在SendThread的run方法里正在去处理发送的是clientCnxnSocket.doTransport(to, pendingQueue, outgoingQueue, ClientCnxn.this);这句。
void doTransport(int waitTimeOut, List<Packet> pendingQueue, LinkedList<Packet> outgoingQueue,
ClientCnxn cnxn)
throws IOException, InterruptedException {
selector.select(waitTimeOut);
Set<SelectionKey> selected;
synchronized (this) {
selected = selector.selectedKeys();
}
// Everything below and until we get back to the select is
// non blocking, so time is effectively a constant. That is
// Why we just have to do this once, here
updateNow();
for (SelectionKey k : selected) {
SocketChannel sc = ((SocketChannel) k.channel());
if ((k.readyOps() & SelectionKey.OP_CONNECT) != 0) {
if (sc.finishConnect()) {
updateLastSendAndHeard();
sendThread.primeConnection();
}
} else if ((k.readyOps() & (SelectionKey.OP_READ | SelectionKey.OP_WRITE)) != 0) {
doIO(pendingQueue, outgoingQueue, cnxn);
}
}
if (sendThread.getZkState().isConnected()) {
synchronized(outgoingQueue) {
if (findSendablePacket(outgoingQueue,
cnxn.sendThread.clientTunneledAuthenticationInProgress()) != null) {
enableWrite();
}
}
}
selected.clear();
}
上面一段代码就是用多路复用的方式发送请求到服务端了。
doIO 里处理write请求的代码片段如下:
if (sockKey.isWritable()) {
synchronized(outgoingQueue) {
Packet p = findSendablePacket(outgoingQueue,
cnxn.sendThread.clientTunneledAuthenticationInProgress());
if (p != null) {
updateLastSend();
// If we already started writing p, p.bb will already exist
if (p.bb == null) {
if ((p.requestHeader != null) &&
(p.requestHeader.getType() != OpCode.ping) &&
(p.requestHeader.getType() != OpCode.auth)) {
p.requestHeader.setXid(cnxn.getXid());
}
p.createBB();
}
sock.write(p.bb);
if (!p.bb.hasRemaining()) {
sentCount++;
outgoingQueue.removeFirstOccurrence(p);
if (p.requestHeader != null
&& p.requestHeader.getType() != OpCode.ping
&& p.requestHeader.getType() != OpCode.auth) {
synchronized (pendingQueue) {
pendingQueue.add(p);
}
}
}
}
到这里,注册流程中第一步完成了。客户端向服务端注册完成后,服务端返回结果给客户端。这里就是相反的路径了。从channel里读取流,然后反序列化成watchEvent,并通知客户端,经watcher放到客户的ZkWatchmanager里。
首先是读取流。
//读事件准备就绪,从通道里读取数据。
if (sockKey.isReadable()) {
int rc = sock.read(incomingBuffer);
if (rc < 0) {
throw new EndOfStreamException(
"Unable to read additional data from server sessionid 0x"
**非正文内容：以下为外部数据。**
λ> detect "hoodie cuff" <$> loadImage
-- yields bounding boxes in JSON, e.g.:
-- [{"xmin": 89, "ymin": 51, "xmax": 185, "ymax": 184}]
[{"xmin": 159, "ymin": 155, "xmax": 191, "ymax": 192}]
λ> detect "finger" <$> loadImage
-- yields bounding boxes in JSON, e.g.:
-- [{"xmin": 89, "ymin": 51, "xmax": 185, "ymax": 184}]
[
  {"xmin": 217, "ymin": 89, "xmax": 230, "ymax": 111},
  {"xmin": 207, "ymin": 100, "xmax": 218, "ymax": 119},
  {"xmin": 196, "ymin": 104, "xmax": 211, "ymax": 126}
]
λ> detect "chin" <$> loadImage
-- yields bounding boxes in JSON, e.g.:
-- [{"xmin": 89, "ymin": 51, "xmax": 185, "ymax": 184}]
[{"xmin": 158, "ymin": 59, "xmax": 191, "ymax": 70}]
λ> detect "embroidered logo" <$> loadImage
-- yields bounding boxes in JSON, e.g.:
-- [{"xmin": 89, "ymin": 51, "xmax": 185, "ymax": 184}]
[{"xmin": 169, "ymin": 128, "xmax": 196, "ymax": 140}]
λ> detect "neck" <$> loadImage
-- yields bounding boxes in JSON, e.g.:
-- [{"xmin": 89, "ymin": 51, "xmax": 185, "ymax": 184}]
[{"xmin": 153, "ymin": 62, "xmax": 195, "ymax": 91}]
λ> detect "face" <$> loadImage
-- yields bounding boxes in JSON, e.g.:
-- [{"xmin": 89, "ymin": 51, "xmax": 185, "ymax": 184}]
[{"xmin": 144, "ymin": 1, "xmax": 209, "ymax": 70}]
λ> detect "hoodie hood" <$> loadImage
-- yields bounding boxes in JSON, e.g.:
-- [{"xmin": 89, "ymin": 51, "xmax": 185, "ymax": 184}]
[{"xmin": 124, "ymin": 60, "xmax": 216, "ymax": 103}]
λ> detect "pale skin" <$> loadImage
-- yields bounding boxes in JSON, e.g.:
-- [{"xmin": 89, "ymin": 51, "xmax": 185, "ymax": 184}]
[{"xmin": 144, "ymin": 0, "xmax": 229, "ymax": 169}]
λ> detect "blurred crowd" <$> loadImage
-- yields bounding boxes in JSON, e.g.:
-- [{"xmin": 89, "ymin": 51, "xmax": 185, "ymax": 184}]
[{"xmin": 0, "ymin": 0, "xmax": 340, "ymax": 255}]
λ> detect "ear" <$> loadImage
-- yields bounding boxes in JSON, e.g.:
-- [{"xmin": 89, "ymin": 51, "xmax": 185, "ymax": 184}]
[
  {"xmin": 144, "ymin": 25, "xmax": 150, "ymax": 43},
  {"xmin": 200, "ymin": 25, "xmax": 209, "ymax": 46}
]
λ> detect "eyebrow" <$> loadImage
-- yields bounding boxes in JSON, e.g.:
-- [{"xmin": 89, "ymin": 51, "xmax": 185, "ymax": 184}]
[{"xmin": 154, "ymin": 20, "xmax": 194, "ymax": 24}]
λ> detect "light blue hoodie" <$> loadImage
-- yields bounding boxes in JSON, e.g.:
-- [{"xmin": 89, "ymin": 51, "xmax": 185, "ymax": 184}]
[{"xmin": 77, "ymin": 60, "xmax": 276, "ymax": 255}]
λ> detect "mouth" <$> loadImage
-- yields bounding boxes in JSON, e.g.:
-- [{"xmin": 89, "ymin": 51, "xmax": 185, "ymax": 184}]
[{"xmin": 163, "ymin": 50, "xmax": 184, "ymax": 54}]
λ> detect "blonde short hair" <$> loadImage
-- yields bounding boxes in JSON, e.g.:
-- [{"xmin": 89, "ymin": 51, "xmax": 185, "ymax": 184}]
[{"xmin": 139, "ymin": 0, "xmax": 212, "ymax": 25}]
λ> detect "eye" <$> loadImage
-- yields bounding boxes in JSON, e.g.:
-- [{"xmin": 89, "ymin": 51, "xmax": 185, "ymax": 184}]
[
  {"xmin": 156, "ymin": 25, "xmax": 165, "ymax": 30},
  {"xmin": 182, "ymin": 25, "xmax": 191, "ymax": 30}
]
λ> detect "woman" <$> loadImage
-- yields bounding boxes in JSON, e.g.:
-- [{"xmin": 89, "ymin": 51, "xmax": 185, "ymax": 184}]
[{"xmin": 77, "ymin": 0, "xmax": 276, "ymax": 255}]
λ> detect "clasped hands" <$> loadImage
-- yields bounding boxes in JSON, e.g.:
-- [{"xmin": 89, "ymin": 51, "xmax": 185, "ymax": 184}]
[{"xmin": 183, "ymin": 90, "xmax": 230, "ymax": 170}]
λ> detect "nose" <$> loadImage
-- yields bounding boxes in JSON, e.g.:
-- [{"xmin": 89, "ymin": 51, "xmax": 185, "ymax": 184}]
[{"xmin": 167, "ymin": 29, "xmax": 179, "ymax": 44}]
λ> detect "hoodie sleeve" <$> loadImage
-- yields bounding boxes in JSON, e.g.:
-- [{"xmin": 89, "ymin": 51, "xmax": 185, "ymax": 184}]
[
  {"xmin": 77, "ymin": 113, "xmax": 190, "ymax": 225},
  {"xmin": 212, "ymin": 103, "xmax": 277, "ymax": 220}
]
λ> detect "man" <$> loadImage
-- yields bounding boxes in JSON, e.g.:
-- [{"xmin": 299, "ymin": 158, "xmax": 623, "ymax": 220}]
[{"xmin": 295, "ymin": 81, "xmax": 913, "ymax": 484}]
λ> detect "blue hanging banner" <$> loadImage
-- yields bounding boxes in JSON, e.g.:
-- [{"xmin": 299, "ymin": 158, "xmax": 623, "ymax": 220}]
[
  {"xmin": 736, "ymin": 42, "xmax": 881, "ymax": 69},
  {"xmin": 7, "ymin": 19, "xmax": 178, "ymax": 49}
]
+ Long.toHexString(sessionId)
+ ", likely server has closed socket");
}
//此处省略不影响分析流程的代码
} else {
//这里进行响应的处理
sendThread.readResponse(incomingBuffer);
lenBuffer.clear();
incomingBuffer = lenBuffer;
updateLastHeard();
}
}
}
readResponse的代码片段如下:
void readResponse(ByteBuffer incomingBuffer) throws IOException {
ByteBufferInputStream bbis = new ByteBufferInputStream(
incomingBuffer);
BinaryInputArchive bbia = BinaryInputArchive.getArchive(bbis);
ReplyHeader replyHdr = new ReplyHeader();
replyHdr.deserialize(bbia, "header");
// ping操作的响应
if (replyHdr.getXid() == -2) {
// -2 is the xid for pings
if (LOG.isDebugEnabled()) {
LOG.debug("Got ping response for sessionid: 0x"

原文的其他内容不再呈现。